The model was developed in 375 HIV-positive adults receiving lopinavir / ritonavir 400/100 mg tablets twice daily from the Liverpool Therapeutic Drug Monitoring Registry (Methods, p. 863). All subjects had HIV viral load < 50 copies/mL at the time of sampling; exclusion criteria were pregnancy, undetectable plasma lopinavir (suggestive of non-adherence), and concomitant use of known enzyme inducers. 82% of the cohort was male; median age was 40 years (range 19-66) and median body weight was 72 kg (range 45-117). Ethnicity was not collected (Discussion limitation: “lack of ethnicity data”). A total of 594 plasma samples were analysed (sparse TDM sampling at random time points post-dose; LLOQ 95 ng/mL). External validation was performed in 42 observations from 6 patients at the Royal Free NHS Trust, London.

SLCO1B1 521T>C (rs4149056) was genotyped by qPCR-based allelic discrimination assay; the cohort genotype distribution (Methods, p. 863) was 295 of 375 (78%) 521TT homozygous wild-type, 73 (20%) 521TC heterozygous, and 7 (2%) 521CC homozygous variant (minor-allele frequency 11%; Hardy-Weinberg equilibrium).
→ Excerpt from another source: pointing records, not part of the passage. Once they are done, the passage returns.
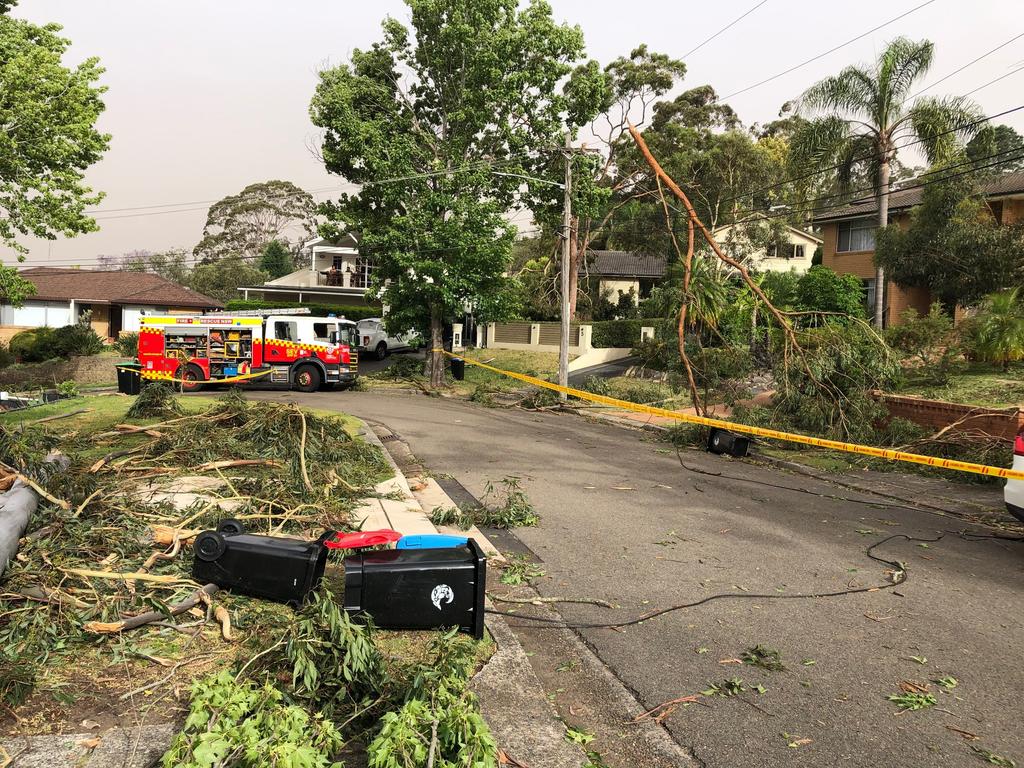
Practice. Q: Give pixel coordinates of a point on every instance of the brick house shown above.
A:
(848, 236)
(116, 299)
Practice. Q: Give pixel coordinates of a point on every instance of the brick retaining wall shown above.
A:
(1005, 423)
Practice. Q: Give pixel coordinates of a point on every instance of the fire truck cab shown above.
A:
(280, 351)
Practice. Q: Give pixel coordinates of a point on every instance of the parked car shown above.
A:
(1014, 493)
(373, 338)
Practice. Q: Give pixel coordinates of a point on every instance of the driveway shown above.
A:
(623, 520)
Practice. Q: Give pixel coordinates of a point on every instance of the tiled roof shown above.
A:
(113, 287)
(626, 264)
(1007, 183)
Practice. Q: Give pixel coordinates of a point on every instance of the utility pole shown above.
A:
(563, 347)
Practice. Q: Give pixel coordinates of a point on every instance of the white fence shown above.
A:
(544, 337)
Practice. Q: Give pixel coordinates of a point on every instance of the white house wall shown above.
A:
(37, 314)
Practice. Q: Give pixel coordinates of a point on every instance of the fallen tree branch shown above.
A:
(224, 619)
(85, 573)
(107, 628)
(229, 463)
(61, 416)
(302, 453)
(543, 600)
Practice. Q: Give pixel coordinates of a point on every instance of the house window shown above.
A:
(856, 236)
(785, 251)
(364, 268)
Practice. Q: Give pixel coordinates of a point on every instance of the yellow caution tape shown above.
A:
(850, 448)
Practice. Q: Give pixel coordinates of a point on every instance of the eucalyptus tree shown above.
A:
(861, 116)
(440, 123)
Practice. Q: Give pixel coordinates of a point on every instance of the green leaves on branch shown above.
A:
(459, 105)
(233, 723)
(48, 138)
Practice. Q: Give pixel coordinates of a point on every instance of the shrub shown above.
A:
(22, 344)
(996, 333)
(845, 363)
(127, 344)
(597, 385)
(821, 290)
(624, 334)
(657, 353)
(46, 343)
(77, 339)
(342, 310)
(712, 366)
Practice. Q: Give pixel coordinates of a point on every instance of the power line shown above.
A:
(809, 174)
(724, 29)
(960, 70)
(990, 82)
(476, 165)
(825, 53)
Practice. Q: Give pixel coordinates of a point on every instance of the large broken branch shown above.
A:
(107, 628)
(684, 306)
(779, 316)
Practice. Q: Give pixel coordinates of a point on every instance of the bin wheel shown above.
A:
(307, 379)
(193, 377)
(209, 546)
(230, 526)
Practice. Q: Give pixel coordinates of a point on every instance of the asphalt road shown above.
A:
(624, 521)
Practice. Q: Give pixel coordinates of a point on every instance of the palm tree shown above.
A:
(998, 335)
(864, 112)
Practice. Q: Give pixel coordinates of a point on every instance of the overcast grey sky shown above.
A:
(207, 96)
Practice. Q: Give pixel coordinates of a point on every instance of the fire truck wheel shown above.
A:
(307, 379)
(192, 375)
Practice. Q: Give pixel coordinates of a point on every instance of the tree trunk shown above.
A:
(574, 263)
(435, 358)
(880, 273)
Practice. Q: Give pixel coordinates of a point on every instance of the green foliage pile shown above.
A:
(928, 341)
(832, 394)
(156, 400)
(243, 723)
(341, 310)
(111, 523)
(41, 344)
(621, 334)
(326, 681)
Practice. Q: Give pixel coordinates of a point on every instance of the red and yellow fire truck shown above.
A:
(280, 351)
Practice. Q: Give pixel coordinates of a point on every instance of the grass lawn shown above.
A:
(978, 384)
(54, 673)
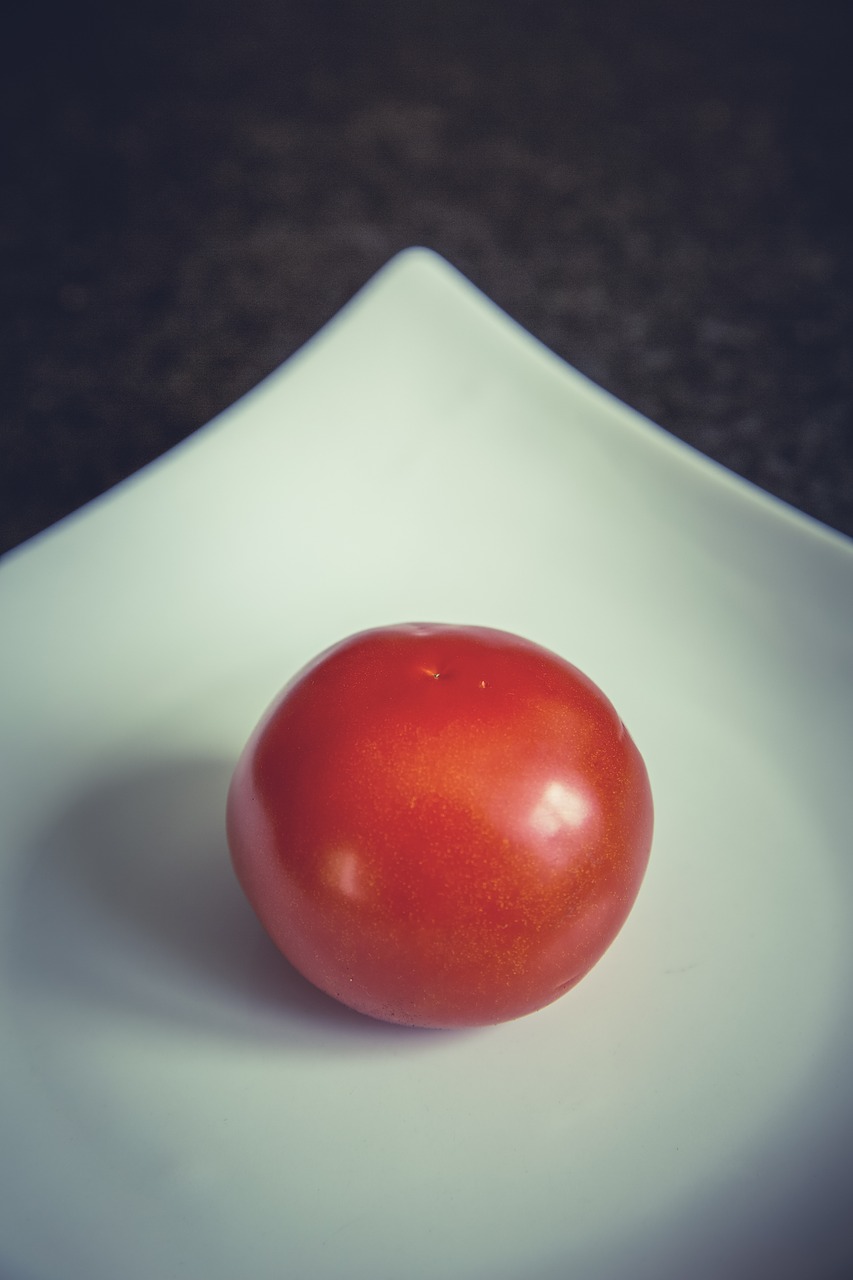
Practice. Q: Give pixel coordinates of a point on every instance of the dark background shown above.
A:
(660, 190)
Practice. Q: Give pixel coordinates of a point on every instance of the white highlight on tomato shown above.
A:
(559, 807)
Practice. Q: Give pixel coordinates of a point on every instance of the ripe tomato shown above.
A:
(441, 826)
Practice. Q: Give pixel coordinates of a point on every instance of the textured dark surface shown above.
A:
(661, 191)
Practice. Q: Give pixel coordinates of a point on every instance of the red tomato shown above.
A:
(441, 826)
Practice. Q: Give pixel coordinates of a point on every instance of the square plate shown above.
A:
(173, 1098)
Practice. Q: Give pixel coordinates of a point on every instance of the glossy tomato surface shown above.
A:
(441, 826)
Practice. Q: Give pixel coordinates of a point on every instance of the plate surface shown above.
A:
(174, 1101)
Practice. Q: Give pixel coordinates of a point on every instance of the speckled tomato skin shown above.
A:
(441, 826)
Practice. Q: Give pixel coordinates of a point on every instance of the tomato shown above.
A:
(441, 826)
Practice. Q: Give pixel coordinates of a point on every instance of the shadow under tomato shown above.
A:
(129, 901)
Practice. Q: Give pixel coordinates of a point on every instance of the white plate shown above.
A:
(173, 1100)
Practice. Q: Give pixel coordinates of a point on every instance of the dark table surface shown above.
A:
(661, 191)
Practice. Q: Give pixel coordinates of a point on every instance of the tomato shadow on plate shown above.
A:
(129, 903)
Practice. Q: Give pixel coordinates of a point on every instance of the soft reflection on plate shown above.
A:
(173, 1098)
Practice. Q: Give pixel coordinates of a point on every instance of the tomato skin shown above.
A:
(441, 826)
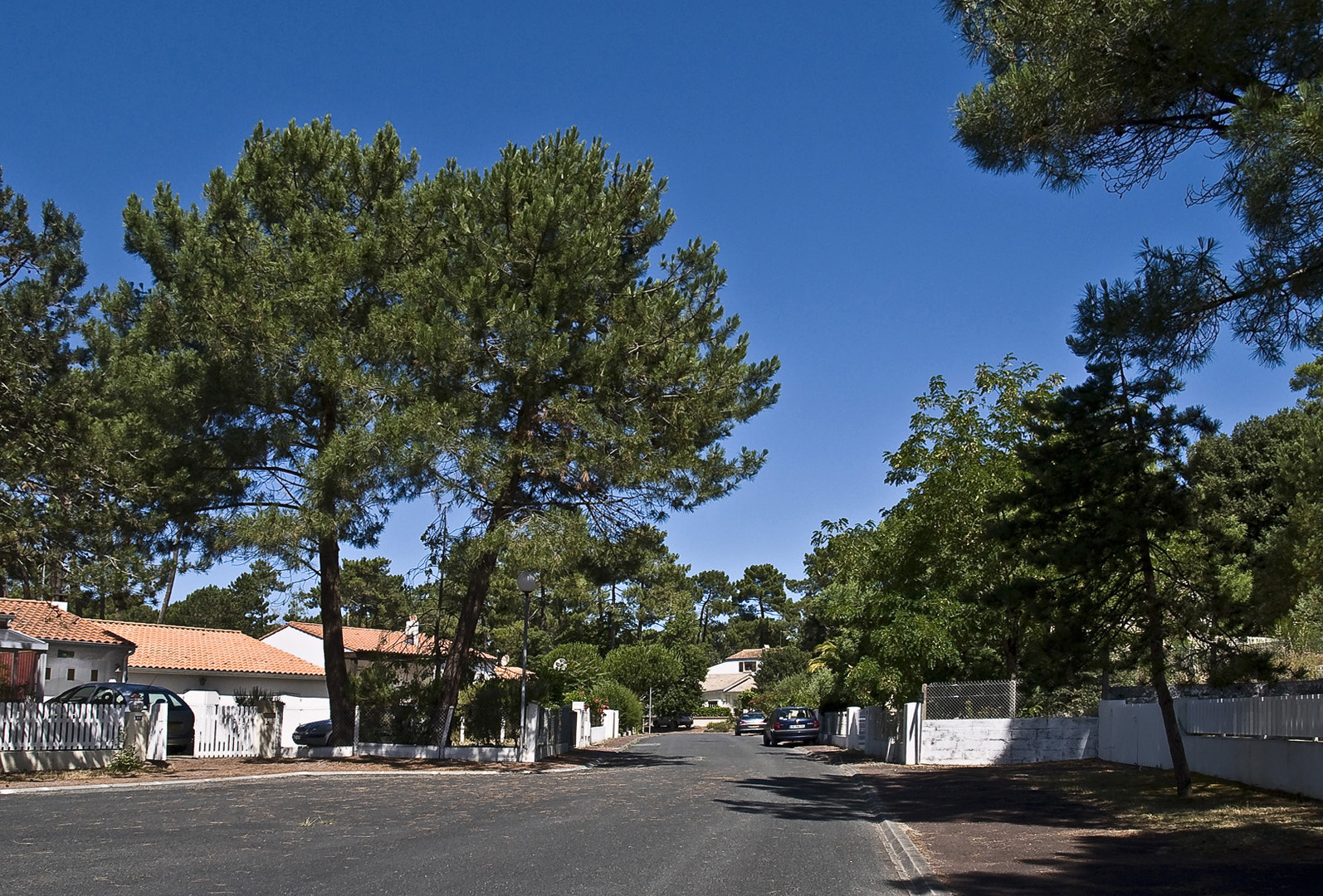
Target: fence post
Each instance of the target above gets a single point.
(530, 737)
(912, 733)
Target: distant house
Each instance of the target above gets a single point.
(364, 646)
(730, 678)
(185, 659)
(78, 650)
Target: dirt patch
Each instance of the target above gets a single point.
(1100, 827)
(195, 769)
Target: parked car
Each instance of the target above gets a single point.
(792, 723)
(672, 720)
(178, 717)
(312, 733)
(749, 722)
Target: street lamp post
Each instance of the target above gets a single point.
(527, 583)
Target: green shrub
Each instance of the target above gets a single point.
(622, 699)
(126, 760)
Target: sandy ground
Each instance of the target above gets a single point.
(184, 768)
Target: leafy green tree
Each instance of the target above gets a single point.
(44, 475)
(371, 594)
(270, 320)
(779, 664)
(569, 668)
(1244, 496)
(244, 604)
(617, 558)
(623, 701)
(1122, 89)
(1101, 503)
(715, 600)
(645, 668)
(762, 599)
(581, 381)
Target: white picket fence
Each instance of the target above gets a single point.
(225, 731)
(1298, 715)
(60, 726)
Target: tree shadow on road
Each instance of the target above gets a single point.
(646, 760)
(804, 798)
(1091, 827)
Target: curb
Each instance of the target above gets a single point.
(129, 785)
(910, 866)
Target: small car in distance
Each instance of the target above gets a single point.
(178, 717)
(792, 723)
(750, 722)
(672, 720)
(312, 733)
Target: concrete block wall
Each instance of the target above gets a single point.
(1007, 742)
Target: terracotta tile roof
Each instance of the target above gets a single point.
(728, 682)
(381, 641)
(182, 646)
(41, 620)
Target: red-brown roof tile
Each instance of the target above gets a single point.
(361, 640)
(182, 646)
(46, 621)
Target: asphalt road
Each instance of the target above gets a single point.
(675, 813)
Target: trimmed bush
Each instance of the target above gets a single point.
(622, 699)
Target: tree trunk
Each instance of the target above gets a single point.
(1158, 672)
(332, 641)
(612, 626)
(169, 583)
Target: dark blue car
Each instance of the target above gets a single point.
(312, 733)
(178, 717)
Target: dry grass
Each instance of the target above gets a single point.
(1216, 818)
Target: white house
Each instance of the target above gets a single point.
(730, 678)
(222, 661)
(78, 650)
(364, 646)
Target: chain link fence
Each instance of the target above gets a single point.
(420, 726)
(970, 699)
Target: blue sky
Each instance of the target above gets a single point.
(811, 142)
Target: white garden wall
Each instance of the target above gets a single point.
(1133, 733)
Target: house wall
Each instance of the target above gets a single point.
(300, 644)
(71, 664)
(1007, 742)
(732, 668)
(227, 684)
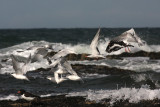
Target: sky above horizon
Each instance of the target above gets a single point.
(79, 13)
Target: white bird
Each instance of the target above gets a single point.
(124, 41)
(20, 68)
(41, 54)
(64, 68)
(94, 46)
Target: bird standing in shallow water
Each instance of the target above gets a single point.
(123, 41)
(26, 95)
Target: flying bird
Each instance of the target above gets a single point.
(20, 68)
(27, 96)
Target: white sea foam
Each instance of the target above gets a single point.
(136, 64)
(9, 97)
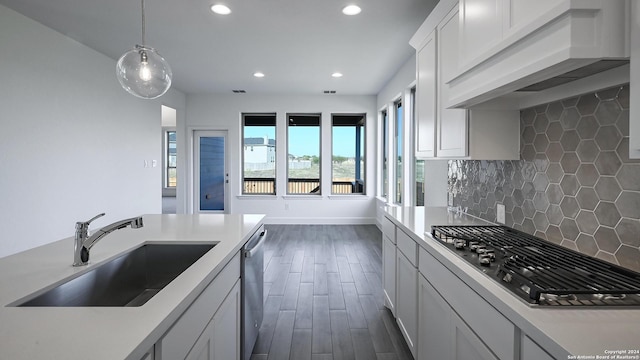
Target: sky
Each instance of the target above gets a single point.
(305, 140)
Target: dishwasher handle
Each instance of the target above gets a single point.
(256, 248)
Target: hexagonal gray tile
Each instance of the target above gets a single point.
(555, 173)
(587, 244)
(608, 137)
(554, 152)
(587, 150)
(629, 257)
(570, 162)
(587, 175)
(570, 140)
(628, 231)
(587, 198)
(554, 131)
(569, 184)
(540, 221)
(587, 104)
(569, 206)
(607, 213)
(569, 118)
(607, 239)
(528, 134)
(554, 111)
(569, 229)
(587, 127)
(629, 177)
(554, 214)
(608, 163)
(554, 193)
(587, 222)
(607, 188)
(607, 112)
(540, 123)
(629, 204)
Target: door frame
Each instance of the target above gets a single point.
(194, 185)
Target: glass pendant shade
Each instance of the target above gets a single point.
(144, 73)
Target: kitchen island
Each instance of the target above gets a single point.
(494, 321)
(112, 332)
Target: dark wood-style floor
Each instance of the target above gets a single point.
(323, 296)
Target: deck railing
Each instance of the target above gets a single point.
(298, 186)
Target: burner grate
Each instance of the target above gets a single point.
(546, 272)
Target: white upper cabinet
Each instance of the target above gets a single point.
(509, 45)
(426, 99)
(481, 23)
(452, 123)
(443, 132)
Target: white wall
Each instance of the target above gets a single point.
(72, 142)
(222, 112)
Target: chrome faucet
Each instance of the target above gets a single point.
(84, 242)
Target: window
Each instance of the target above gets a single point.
(347, 163)
(171, 178)
(418, 170)
(398, 151)
(259, 154)
(303, 154)
(385, 153)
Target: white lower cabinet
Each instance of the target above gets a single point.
(406, 300)
(434, 320)
(210, 327)
(443, 334)
(389, 273)
(221, 338)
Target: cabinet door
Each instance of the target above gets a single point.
(407, 300)
(221, 338)
(434, 319)
(466, 344)
(480, 27)
(389, 270)
(531, 351)
(426, 99)
(452, 123)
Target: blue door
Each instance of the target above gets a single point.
(211, 173)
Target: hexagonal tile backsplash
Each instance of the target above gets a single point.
(574, 184)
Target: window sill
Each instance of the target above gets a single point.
(349, 197)
(257, 197)
(302, 197)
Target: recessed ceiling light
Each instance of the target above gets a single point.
(351, 10)
(221, 9)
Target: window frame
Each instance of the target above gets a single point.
(363, 144)
(242, 155)
(288, 137)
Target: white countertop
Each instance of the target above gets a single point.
(110, 332)
(562, 332)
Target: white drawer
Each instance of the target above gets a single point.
(389, 229)
(408, 247)
(178, 340)
(490, 325)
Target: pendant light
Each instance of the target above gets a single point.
(142, 71)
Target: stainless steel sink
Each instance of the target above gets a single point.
(128, 280)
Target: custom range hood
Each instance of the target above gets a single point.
(566, 41)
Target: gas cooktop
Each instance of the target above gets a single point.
(540, 272)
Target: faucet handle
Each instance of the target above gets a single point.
(86, 223)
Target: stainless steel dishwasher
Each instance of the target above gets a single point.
(252, 279)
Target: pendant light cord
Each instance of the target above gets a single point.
(143, 24)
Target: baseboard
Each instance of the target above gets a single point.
(321, 220)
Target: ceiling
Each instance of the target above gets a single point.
(297, 44)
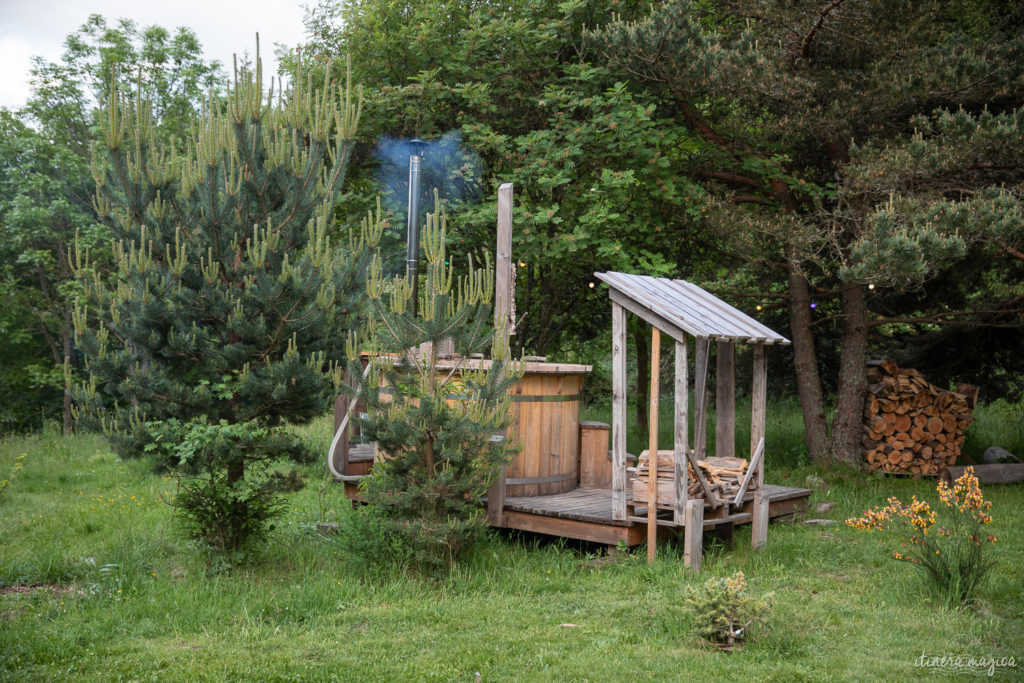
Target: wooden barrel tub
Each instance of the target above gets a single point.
(546, 429)
(545, 426)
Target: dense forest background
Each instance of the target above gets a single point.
(849, 172)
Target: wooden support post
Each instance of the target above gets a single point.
(504, 300)
(655, 361)
(759, 525)
(700, 418)
(751, 471)
(725, 400)
(504, 292)
(700, 398)
(617, 413)
(693, 544)
(496, 500)
(681, 441)
(759, 407)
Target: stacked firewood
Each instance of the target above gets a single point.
(911, 426)
(724, 476)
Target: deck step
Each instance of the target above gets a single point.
(738, 518)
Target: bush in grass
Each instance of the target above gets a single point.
(15, 468)
(724, 610)
(946, 545)
(438, 455)
(228, 515)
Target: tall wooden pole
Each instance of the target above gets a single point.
(655, 361)
(504, 303)
(617, 412)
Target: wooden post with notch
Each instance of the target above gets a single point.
(759, 524)
(617, 412)
(655, 361)
(725, 400)
(693, 541)
(759, 407)
(681, 440)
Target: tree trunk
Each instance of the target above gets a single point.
(806, 366)
(67, 354)
(845, 444)
(643, 375)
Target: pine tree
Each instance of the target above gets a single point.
(434, 418)
(229, 298)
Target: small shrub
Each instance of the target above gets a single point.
(15, 468)
(227, 495)
(949, 552)
(725, 611)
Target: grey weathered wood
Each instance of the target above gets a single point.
(496, 500)
(693, 543)
(688, 307)
(504, 303)
(725, 400)
(759, 404)
(646, 314)
(759, 530)
(655, 364)
(751, 471)
(681, 431)
(504, 294)
(700, 416)
(617, 412)
(340, 455)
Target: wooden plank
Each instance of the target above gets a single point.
(571, 528)
(595, 466)
(617, 412)
(753, 328)
(759, 404)
(340, 455)
(504, 293)
(681, 476)
(751, 470)
(647, 314)
(759, 534)
(496, 500)
(725, 400)
(655, 364)
(693, 544)
(700, 417)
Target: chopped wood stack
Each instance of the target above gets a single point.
(724, 476)
(910, 426)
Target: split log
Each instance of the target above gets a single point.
(909, 425)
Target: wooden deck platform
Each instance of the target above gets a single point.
(586, 514)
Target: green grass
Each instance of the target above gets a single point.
(132, 600)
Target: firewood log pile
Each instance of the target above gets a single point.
(911, 426)
(724, 476)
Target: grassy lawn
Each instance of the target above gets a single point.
(124, 597)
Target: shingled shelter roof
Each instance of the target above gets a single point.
(677, 306)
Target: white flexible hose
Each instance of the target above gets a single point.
(344, 425)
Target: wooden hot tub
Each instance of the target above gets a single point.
(545, 427)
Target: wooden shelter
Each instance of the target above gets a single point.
(564, 480)
(681, 310)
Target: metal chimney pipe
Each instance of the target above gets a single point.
(413, 221)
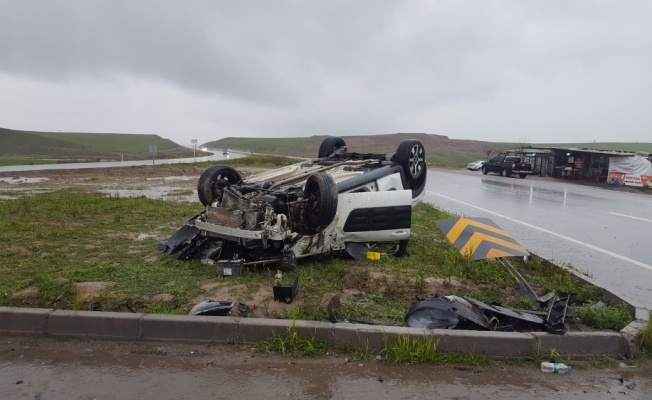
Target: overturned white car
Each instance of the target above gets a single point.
(339, 203)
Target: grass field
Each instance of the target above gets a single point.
(30, 145)
(54, 241)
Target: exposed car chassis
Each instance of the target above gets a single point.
(338, 203)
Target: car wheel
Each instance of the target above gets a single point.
(411, 156)
(329, 145)
(213, 180)
(321, 195)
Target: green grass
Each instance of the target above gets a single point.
(24, 146)
(292, 344)
(406, 350)
(53, 240)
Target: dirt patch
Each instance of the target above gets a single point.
(87, 291)
(20, 250)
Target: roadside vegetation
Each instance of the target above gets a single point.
(57, 243)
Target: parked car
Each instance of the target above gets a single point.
(337, 203)
(506, 165)
(475, 165)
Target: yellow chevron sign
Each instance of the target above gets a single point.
(480, 238)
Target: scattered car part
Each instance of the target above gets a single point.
(557, 314)
(444, 313)
(286, 293)
(210, 307)
(449, 311)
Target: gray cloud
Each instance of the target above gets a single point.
(501, 71)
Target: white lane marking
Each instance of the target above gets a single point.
(559, 235)
(631, 216)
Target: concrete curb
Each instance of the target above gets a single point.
(190, 328)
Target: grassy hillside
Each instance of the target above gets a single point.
(70, 146)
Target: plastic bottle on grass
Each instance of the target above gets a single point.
(556, 368)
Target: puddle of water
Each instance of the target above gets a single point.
(173, 178)
(22, 179)
(157, 193)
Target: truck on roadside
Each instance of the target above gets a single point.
(507, 165)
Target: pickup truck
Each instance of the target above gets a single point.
(506, 166)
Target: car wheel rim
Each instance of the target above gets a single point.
(416, 160)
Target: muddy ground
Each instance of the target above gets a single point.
(42, 368)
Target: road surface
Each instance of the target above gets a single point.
(602, 233)
(53, 369)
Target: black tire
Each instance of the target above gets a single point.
(411, 156)
(329, 145)
(321, 195)
(213, 180)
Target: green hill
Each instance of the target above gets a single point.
(75, 145)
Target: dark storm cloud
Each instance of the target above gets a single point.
(472, 69)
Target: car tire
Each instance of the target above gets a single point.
(329, 145)
(321, 192)
(212, 180)
(411, 156)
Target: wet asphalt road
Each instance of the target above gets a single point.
(602, 233)
(53, 369)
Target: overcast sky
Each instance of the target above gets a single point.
(516, 71)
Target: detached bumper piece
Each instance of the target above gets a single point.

The 388A>G companion variant that distinguishes the 5 and 15 haplotypes was not phased, so the packaged model records 521C-carrier status under the canonical SLCO1B1_HAP15_HET / SLCO1B1_HAP15_HOM indicators with the documented 5+15 pooling rule (see the H3 entries in inst/references/covariate-columns.md).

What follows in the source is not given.